Honeypots wreak sweet revenge against cyber intruders

By Winn Schwartau
Network World, 12/04/00

In the world of warfare, the term "asymmetry" means that one adversary isn't playing by the rules. Recently, some colonels in Beijing took a staunch asymmetrical position against the U.S., effectively declaring unrestricted war on our networks. Essentially, their message was, "Since the U.S. can beat us with conventional and nuclear weapons in any kinetic/physical conflict, we in China hereby declare the U.S. economy, private sector and critical infrastructures to be legitimate targets."

Infowar-ish events, spurred by world politico-religious discontent, only exacerbate a network manager's natural security concerns. Who is that knocking at your door? Is it the kid next door sport-hacking, or a national assault against your e-commerce site or communications infrastructure?

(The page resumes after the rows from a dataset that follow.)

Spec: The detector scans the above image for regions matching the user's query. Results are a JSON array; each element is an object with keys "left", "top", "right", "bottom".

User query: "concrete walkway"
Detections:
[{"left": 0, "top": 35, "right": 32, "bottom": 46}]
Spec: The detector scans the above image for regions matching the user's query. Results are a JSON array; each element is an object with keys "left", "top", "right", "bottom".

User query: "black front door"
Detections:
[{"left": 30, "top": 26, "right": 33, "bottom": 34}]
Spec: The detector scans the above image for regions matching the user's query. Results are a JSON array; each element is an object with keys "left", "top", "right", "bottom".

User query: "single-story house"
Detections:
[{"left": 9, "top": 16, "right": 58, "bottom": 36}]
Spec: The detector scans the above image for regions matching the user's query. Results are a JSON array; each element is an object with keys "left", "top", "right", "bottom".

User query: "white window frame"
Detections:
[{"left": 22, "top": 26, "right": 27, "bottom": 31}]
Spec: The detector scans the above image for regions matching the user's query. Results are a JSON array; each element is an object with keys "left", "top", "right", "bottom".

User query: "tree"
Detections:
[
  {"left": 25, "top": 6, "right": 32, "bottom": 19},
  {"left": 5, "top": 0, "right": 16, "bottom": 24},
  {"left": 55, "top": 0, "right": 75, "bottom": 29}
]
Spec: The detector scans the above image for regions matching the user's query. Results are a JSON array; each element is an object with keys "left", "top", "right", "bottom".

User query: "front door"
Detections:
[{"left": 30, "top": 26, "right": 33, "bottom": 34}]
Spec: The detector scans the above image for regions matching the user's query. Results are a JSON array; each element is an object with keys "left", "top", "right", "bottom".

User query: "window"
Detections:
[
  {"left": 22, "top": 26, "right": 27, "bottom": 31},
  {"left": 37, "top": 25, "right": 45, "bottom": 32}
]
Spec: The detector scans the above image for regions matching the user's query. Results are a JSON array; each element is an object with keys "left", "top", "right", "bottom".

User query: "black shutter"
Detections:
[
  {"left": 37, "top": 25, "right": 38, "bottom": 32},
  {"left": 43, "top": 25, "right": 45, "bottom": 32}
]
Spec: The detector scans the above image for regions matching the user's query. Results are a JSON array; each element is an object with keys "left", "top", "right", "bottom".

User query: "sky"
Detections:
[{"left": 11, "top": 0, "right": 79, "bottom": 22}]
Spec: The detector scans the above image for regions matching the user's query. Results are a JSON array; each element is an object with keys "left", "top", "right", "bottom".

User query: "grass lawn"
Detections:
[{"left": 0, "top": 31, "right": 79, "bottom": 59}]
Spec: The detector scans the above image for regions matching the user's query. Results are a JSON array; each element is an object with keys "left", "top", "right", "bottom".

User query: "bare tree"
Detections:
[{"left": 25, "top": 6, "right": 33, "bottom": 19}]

The technology to identify the "bad guys" is finally getting somewhat better than the old-fashioned static intrusion-detection systems. Emerging technologies are looking more at the dynamic behavior of electronic visitors to determine, with varying degrees of accuracy, who is a good guy (buyer/customer) and who is a bad guy (use your own definition for that).

One of these emerging technologies is called a deception system, or honeypot. Security expert Robert Graham defines a honeypot as a system designed to look like something an intruder can hack. (For Graham's intrusion-detection system FAQ, which includes a good overview of honeypots, go to his site.)

Ancient military leaders had horses pull logs to generate large amounts of dust to convince their adversaries that massive amounts of troops were on the way to battle. During World War II, the Department of the Army painted the roofs of military-related buildings to look innocuous and civilian.

Translating these premises to networks is conceptually simple. One way is to add a dedicated deception server with the sole purpose of looking like a proverbial honeypot or cookie jar to people with hostile intent.

One of the more popular locations for deception devices is inside the network, as a means of handling attacks from disgruntled employees and other malicious users with legitimate network access. Logging at deception points or central servers becomes an issue, especially if any future legal action is anticipated. Logs can provide good forensic evidence for a prosecution, but the logs should be recorded to a nonmodifiable media such as CD-Recording to prove that the evidence was not tampered with. Also, a cryptographic seal around the logged files makes for a stronger forensic trail.

Several recent case studies have shown that deception methods tend to keep some bad guys at arm's length because they know their actions are being monitored. Internal honeypots with names such as SAP or PeopleSoft tend to attract hits from insiders, which suggests that critical servers should be named something that does not attract attention.

It's wise to consult your human resources department before deploying internal deception systems because employee monitoring can be controversial. Companies generally have the right to monitor employees, but how this is done and what employees are told is a matter for management to decide.

While not a network security panacea, deception is another option for the security-conscious organization, especially for monitoring insider threats. Deception products are hitting the market. CyberCop-Sting from Network Associates is based on the vendor's existing technologies. ManTrap from Recourse Technologies builds deception tools, and sNET from sNET Systems provides a complete suite of deception options. Or if you're into building your own, check out www.all.net for Fred Cohen's Deception Tool Kit.

In the end, though, Winston Churchill said it best: "In war, truth is so precious, it must be protected by a bodyguard of lies." Why not try the same thing with your network?